78 Smith could not have been allowed to rely upon his own wrongdoing. He therefore would not have been allowed to reclaim these payments which were forwarded by him, purportedly in connection with the original capital advances and as recompense for the clients' being kept out of the money they believed had been advanced to the mortgagors. Yet to allow the clients to pocket the benefit of those receipts, and claim on the Fund as if they had received nothing back from the dishonest solicitor, would be to allow form to triumph over substance. The "interest" payments received by the clients reduced their loss stemming from having been kept out of the misappropriated money.
79 I do not see why the fact that the clients mistakenly thought the receipts from the solicitor were on account of interest, and treated them as such in their income tax returns, should be decisive or even relevant.

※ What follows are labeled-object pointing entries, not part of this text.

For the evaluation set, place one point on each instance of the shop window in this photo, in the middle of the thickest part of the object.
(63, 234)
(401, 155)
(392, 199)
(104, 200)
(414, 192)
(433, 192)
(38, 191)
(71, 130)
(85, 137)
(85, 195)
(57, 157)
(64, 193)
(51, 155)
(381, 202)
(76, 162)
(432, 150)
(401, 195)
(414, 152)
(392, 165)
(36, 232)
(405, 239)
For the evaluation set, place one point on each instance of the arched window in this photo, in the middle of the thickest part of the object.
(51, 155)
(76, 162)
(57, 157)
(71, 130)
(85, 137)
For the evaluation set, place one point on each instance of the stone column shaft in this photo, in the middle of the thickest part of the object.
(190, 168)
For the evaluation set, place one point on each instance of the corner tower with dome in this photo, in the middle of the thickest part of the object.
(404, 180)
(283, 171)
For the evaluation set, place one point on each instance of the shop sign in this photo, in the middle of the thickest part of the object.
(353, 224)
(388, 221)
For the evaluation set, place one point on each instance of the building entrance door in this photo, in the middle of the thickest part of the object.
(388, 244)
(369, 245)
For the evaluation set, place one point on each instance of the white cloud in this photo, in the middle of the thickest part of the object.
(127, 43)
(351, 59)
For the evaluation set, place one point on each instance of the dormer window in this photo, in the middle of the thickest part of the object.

80 The moneys remitted by Smith prior to 1 June 1998 were at "interest" rates higher than the 8 per cent simple interest rate adopted by the Society and the Court to compute loss of the use of the clients' money to the date of the Council's ruling on the claims. Those "interest" rates differed according to the rate represented at the time of the particular spurious mortgage transaction.

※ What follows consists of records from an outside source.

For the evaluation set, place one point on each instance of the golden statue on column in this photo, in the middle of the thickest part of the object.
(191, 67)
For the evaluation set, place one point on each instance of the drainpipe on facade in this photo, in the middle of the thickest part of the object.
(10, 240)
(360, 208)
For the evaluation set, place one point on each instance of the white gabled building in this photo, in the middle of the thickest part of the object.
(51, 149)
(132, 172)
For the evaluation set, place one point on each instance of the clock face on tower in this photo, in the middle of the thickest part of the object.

81 Since the claims on the Fund treat the capital moneys as misappropriated shortly after receipt by Smith the clients cannot themselves take advantage of the higher rates of "interest" actually received from Smith. A just compensation should follow the same logic, with the consequence that Smith's "interest" payments at higher rates should be treated as accelerating the clients' just entitlements. It was thus only some time after 1 June 1998 that the clients were entitled to be compensated by an award of interest for being kept out of their money in consequence of the defalcations. There will need to be a re-calculation referable to each monthly remittal of "interest", calculated by reference to the difference between what was "remitted" and 8 per cent simple interest on the capital sum misappropriated by Smith. The "excessive" interest remitted by Smith on this theory also means that the notional account was in credit for some time after 1 June 1998, ie until entitlements calculated according to the Law Society's approach would have failed to be met by what Smith had actually remitted before that date.
82 There was limited argument about whether there was a later or continuing failure to account within the Act, when the receivers appointed to Smith's New South Wales trust property in 1998 may have informed the clients that the cupboard was bare, so to speak. It is unnecessary to resolve this issue in the circumstances.
83 Since the Society has failed on its primary point which was a matter of general importance to the Society I consider that the Society should pay 75% of the respondents' costs of the appeal. The respondent is, nevertheless, entitled to a certificate under the Suiters' Fund Act, in accordance with the principles stated in Wyong Shire Council v MCC Energy Pty Ltd (No 2) [2005[ NSWCA 196.